World Movers AI-Agent: Revolutionizing Logistics with Cloud Run
🤔 Inspiration
In the fast-paced world of logistics, everyone recognized a critical need for faster, more accurate, and versatile customer communication. The inspiration behind the World Movers AI Agent was to create an intelligent assistant that could understand and respond to customer and marketing inquiries across any medium—be it text, voice, documents, or even live screen sharing. The goal was to streamline support, personalize marketing, and seamlessly connect customer needs with actionable services, like generating quotes. By leveraging the power of a serverless, containerized architecture on Google Cloud Run, we aimed to build a highly scalable, cost-effective, and powerful multimodal solution.
✨ What it does
The World Movers AI Assistant is a comprehensive, multimodal support agent designed to enhance customer service and marketing efforts. Deployed as a web application on Google Cloud Run, it offers the following capabilities:
- Intelligent Conversations: Users can ask questions about a wide range of services, including air, sea, and domestic freight, customs, warehousing, and trucking. The assistant can also provide quotes, general support, and personalized marketing information.
- Diverse Content Analysis: The application can analyze various file types like PDFs, DOCX, text files, and images. This allows users to summarize documents, extract information from labels, compare files, and even get feedback on marketing materials.
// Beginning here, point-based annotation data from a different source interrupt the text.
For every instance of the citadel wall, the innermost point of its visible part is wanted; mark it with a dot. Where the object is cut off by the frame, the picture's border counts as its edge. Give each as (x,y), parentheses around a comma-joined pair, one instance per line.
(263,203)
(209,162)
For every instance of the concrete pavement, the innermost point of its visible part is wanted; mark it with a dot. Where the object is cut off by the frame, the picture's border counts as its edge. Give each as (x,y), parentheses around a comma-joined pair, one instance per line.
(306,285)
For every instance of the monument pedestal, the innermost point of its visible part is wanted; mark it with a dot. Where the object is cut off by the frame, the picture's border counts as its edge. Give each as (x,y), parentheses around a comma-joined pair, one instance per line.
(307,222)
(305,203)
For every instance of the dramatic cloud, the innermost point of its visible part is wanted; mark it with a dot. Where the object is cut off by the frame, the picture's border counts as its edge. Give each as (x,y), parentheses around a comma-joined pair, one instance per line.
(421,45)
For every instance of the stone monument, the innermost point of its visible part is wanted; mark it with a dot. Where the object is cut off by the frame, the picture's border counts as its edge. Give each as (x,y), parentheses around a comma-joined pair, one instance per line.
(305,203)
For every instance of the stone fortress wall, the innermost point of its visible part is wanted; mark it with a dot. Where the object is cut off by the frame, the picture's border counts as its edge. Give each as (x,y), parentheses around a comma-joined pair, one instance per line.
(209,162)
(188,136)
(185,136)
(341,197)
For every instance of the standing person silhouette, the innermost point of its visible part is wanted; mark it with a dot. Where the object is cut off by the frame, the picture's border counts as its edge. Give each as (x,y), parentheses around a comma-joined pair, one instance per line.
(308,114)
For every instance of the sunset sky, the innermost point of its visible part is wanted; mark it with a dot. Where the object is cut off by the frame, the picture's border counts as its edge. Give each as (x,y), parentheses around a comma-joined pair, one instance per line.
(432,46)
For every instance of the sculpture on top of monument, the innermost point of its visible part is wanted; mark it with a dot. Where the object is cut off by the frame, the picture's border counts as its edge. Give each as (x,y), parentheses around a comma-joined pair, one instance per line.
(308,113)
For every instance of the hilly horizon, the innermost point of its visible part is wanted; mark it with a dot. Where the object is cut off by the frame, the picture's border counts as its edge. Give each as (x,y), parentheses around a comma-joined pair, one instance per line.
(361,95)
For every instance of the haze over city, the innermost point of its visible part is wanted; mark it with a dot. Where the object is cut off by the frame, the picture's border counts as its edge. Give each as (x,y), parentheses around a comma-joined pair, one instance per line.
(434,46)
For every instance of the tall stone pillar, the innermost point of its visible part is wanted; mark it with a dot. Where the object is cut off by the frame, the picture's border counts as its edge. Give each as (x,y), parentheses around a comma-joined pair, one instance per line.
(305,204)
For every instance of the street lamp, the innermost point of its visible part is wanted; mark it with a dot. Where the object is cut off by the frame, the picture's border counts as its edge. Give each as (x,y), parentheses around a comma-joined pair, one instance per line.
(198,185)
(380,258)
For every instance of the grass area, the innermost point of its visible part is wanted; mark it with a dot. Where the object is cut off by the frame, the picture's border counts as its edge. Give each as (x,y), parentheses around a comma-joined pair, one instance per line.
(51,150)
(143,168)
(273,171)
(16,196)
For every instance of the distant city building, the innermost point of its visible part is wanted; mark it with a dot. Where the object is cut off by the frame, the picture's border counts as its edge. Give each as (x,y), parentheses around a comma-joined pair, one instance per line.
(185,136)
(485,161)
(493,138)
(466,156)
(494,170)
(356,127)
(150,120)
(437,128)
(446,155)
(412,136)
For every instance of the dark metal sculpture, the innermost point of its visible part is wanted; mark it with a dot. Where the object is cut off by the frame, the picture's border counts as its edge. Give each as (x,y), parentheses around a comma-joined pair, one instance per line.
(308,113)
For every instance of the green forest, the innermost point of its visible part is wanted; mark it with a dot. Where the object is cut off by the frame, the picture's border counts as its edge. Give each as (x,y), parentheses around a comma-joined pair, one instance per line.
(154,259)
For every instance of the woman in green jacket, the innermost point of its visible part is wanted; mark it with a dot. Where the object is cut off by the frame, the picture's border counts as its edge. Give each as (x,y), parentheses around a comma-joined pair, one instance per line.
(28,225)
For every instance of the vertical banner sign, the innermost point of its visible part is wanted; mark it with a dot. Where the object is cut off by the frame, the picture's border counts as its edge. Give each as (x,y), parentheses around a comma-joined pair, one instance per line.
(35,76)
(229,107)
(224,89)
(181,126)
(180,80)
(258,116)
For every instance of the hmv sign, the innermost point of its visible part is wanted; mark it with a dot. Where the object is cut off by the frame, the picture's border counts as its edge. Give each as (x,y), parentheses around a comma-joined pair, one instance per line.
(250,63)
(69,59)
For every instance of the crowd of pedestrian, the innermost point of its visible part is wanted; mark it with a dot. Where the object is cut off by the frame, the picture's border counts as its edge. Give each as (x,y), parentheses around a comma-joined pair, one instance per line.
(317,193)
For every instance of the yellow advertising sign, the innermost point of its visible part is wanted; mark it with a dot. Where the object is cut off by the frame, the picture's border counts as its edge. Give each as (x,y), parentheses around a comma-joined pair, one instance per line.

- Voice-Activated Commands: Seamlessly integrated voice commands are transcribed and processed for effortless customer and marketing interactions.
- Live Feed Monitoring: The AI can analyze a live webcam stream to identify logistics-related objects, text, or scenes, enhancing real-time operational awareness.
- Screen Sharing Interpretation: Both users and agents can share their screens and have the AI analyze the content, which is invaluable for collaborative support and reviewing marketing materials.
- Image Capture and Analysis: Users can take pictures with their device's camera for instant analysis, useful for reporting issues or making visual inquiries about products and services.
- Internal Knowledge Base: The assistant provides accurate information based on World Movers' internal documents, ensuring consistent and reliable customer service.
- Streamlined Quote Generation: When a user requests a quote, the assistant gathers the necessary details and automatically emails the quoting team, accelerating the sales cycle.
- Marketing and Sales Support: The AI can help draft responses to marketing inquiries, provide quick information to sales teams, and summarize service benefits, ensuring consistent messaging.
🛠️ How we built it
The World Movers AI Assistant is built on a modern, serverless architecture, with Google Cloud Run at its core. This provides a fully managed platform that automatically scales our containerized application, ensuring a responsive experience for users.
Core AI and Application:
- Containerization: The application is packaged into a container image, which includes all the necessary code and dependencies. This allows for consistent deployment and scaling on Cloud Run.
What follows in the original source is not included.